State Key Laboratory of Membrane Biology, Institute of Molecular Medicine, College of Future Technology, Peking University, Beijing, China (Y.S., D.S., X.H., Y.Z., A.Y.-H.W., R.-P.X.).
Cellular Signaling laboratory, International Research Center for Sensory Biology and Technology of MOST, Key Laboratory of Molecular Biophysics of MOE, School of Life Science and Technology, Huazhong University of Science and Technology, Wuhan, China (C.X., J.L.).
Circ Res. 2021 Jan 22;128(2):262-277. doi: 10.1161/CIRCRESAHA.120.317011. Epub 2020 Nov 19.
The β-adrenoceptor (β-AR), a prototypical GPCR (G protein-coupled receptor), couples to both G and G proteins. Stimulation of the β-AR is beneficial to humans and animals with heart failure presumably because it activates the downstream G-PI3K-Akt cell survival pathway. Cardiac β-AR signaling can be regulated by crosstalk or heterodimerization with other GPCRs, but the physiological and pathophysiological significance of this type of regulation has not been sufficiently demonstrated.
Here, we aim to investigate the potential cardioprotective effect of β-adrenergic stimulation with a subtype-selective agonist, (R,R')-4-methoxy-1-naphthylfenoterol (MNF), and to decipher the underlying mechanism with a particular emphasis on the role of heterodimerization of β-ARs with another GPCR, 5-hydroxytryptamine receptors 2B (5-HTRs).
Using pharmacological, genetic and biophysical protein-protein interaction approaches, we studied the cardioprotective effect of the β-agonist, MNF, and explored the underlying mechanism in both in vivo in mice and cultured rodent cardiomyocytes insulted with doxorubicin, hydrogen peroxide (HO) or ischemia/reperfusion. In doxorubicin (Dox)-treated mice, MNF reduced mortality and body weight loss, while improving cardiac function and cardiomyocyte viability. MNF also alleviated myocardial ischemia/reperfusion injury. In cultured rodent cardiomyocytes, MNF inhibited DNA damage and cell death caused by Dox, HO or hypoxia/reoxygenation. Mechanistically, we found that MNF or another β-agonist zinterol markedly promoted heterodimerization of β-ARs with 5-HTRs. Upregulation of the heterodimerized 5-HTRs and β-ARs enhanced β-AR-stimulated G-Akt signaling and cardioprotection while knockdown or pharmacological inhibition of the 5-HTR attenuated β-AR-stimulated G signaling and cardioprotection.
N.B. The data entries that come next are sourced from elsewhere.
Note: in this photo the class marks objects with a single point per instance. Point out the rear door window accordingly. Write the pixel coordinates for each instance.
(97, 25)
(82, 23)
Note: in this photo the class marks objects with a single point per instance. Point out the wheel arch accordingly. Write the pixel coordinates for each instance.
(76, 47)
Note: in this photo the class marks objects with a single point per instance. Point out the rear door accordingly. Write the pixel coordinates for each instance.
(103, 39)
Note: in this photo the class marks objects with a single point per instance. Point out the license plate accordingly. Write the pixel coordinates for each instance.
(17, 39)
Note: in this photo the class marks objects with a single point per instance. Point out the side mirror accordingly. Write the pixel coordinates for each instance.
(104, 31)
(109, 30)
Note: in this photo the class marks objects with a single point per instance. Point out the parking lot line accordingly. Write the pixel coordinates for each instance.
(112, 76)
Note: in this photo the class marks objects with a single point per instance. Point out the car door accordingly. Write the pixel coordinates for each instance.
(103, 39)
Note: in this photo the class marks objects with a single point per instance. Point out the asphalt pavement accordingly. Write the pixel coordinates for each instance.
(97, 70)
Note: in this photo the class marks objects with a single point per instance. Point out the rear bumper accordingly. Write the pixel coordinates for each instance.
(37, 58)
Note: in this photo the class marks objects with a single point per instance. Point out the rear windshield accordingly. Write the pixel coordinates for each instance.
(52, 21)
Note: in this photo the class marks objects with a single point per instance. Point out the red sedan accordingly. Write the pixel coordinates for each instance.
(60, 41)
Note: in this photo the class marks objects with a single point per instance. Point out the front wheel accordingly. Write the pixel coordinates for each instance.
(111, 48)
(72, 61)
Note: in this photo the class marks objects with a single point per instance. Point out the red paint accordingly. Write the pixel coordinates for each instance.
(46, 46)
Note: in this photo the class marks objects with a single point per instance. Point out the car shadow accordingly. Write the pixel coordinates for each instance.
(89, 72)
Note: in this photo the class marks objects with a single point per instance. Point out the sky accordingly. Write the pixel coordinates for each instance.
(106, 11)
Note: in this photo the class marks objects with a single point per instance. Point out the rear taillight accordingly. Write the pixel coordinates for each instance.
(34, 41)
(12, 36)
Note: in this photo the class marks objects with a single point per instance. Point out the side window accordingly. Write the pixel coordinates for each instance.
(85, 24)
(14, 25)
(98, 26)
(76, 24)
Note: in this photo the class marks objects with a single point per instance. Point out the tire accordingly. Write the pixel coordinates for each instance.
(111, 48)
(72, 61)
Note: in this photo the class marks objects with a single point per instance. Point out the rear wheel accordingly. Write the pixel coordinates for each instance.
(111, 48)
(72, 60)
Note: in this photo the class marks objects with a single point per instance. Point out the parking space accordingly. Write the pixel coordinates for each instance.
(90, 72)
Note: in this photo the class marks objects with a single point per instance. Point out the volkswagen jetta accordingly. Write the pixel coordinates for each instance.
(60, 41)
These data demonstrate that the β-AR-stimulated cardioprotective G signaling depends on the heterodimerization of β-ARs and 5-HTRs.
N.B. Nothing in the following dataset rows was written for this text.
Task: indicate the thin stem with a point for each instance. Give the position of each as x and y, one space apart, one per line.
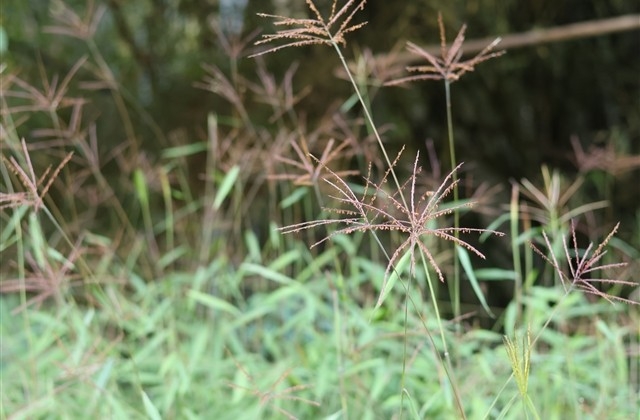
369 118
456 214
447 362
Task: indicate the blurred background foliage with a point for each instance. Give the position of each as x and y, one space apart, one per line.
512 115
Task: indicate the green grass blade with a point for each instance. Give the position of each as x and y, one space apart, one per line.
465 261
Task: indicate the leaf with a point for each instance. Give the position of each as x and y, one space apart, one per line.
465 261
387 286
213 302
225 186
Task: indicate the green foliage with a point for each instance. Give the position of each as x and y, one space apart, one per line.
145 273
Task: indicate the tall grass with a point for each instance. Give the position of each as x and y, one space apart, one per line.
154 291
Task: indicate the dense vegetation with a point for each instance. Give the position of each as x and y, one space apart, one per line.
208 213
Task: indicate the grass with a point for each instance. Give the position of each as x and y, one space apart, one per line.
146 294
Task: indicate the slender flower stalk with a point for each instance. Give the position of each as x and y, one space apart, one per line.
449 68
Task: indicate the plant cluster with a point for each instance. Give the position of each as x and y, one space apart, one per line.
149 288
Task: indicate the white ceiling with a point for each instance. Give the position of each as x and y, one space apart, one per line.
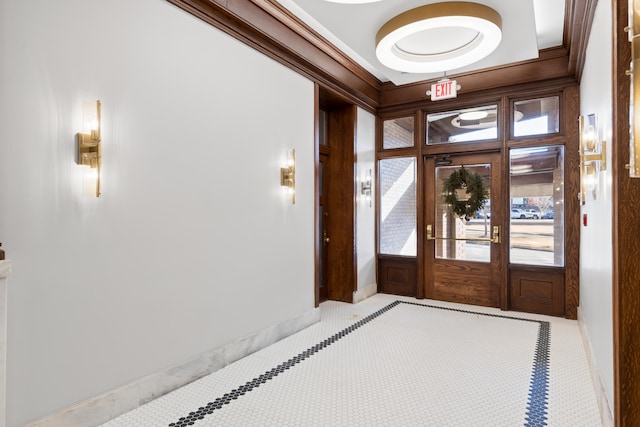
527 26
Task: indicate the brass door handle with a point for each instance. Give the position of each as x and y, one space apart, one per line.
495 236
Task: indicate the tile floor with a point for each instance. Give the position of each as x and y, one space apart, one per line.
394 361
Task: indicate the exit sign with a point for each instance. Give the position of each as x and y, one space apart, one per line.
444 90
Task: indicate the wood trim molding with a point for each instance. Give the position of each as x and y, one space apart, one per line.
272 30
552 64
626 245
578 20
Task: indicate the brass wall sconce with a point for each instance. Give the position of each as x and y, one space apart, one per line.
593 156
288 175
633 30
90 144
365 188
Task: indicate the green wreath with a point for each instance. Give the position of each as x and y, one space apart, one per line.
475 188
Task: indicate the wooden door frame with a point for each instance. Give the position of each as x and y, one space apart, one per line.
497 218
341 191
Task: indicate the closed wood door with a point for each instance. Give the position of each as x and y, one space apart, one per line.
323 223
464 255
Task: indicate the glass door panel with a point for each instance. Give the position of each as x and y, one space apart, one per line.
465 238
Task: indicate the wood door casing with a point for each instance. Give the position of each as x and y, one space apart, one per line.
339 189
469 282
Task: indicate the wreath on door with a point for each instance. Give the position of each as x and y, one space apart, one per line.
465 193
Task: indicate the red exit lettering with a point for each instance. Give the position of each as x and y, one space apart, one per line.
444 90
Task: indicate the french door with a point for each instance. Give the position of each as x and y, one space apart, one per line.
464 256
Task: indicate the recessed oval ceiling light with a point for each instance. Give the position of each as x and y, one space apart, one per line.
439 37
352 1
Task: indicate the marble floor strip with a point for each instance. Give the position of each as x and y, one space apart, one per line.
397 361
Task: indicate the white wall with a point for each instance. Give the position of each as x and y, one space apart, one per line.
596 261
365 220
192 244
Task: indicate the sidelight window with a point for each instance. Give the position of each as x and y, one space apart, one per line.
398 206
398 133
537 206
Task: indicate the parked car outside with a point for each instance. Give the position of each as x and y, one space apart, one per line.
517 214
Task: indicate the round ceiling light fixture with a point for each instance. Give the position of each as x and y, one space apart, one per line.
352 1
439 37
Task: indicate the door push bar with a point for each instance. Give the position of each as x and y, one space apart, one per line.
495 236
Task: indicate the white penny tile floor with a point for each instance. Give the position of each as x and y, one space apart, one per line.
395 361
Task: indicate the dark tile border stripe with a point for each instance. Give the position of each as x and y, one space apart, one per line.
538 389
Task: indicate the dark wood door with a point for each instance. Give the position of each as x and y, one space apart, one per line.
464 257
323 220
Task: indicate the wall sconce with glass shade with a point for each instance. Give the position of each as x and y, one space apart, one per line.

β-肾上腺素受体(β-AR)是一种典型的 G 蛋白偶联受体(GPCR),可与 G 蛋白和 G 蛋白偶联。β-AR 的刺激对心力衰竭的人类和动物有益,可能是因为它激活了下游的 G-PI3K-Akt 细胞存活途径。心脏β-AR 信号可以通过与其他 GPCR 的串扰或异二聚化来调节,但这种调节的生理和病理生理意义尚未得到充分证明。
本研究旨在通过使用β-肾上腺素能激动剂(R,R')-4-甲氧基-1-萘基非诺特罗(MNF),研究β-肾上腺素能刺激的潜在心脏保护作用,并特别强调β-AR 与另一种 GPCR 5-羟色胺受体 2B(5-HTRs)异二聚化的作用,来阐明潜在的机制。
使用药理学、遗传学和生物物理蛋白质-蛋白质相互作用方法,我们研究了β-激动剂 MNF 的心脏保护作用,并在阿霉素、过氧化氢(HO)或缺血/再灌注损伤的体内和培养的啮齿动物心肌细胞中探索了潜在的机制。在阿霉素(Dox)处理的小鼠中,MNF 降低了死亡率和体重减轻,同时改善了心脏功能和心肌细胞活力。MNF 还减轻了心肌缺血/再灌注损伤。在培养的啮齿动物心肌细胞中,MNF 抑制了 Dox、HO 或缺氧/复氧引起的 DNA 损伤和细胞死亡。在机制上,我们发现 MNF 或另一种β-激动剂 zinterol 显著促进了β-AR 与 5-HTRs 的异二聚化。上调异二聚化的 5-HTRs 和β-ARs 增强了β-AR 刺激的 G-Akt 信号和心脏保护作用,而 5-HTR 的敲低或药理学抑制减弱了β-AR 刺激的 G 信号和心脏保护作用。
这些数据表明,β-AR 刺激的心脏保护 G 信号取决于β-ARs 和 5-HTRs 的异二聚化。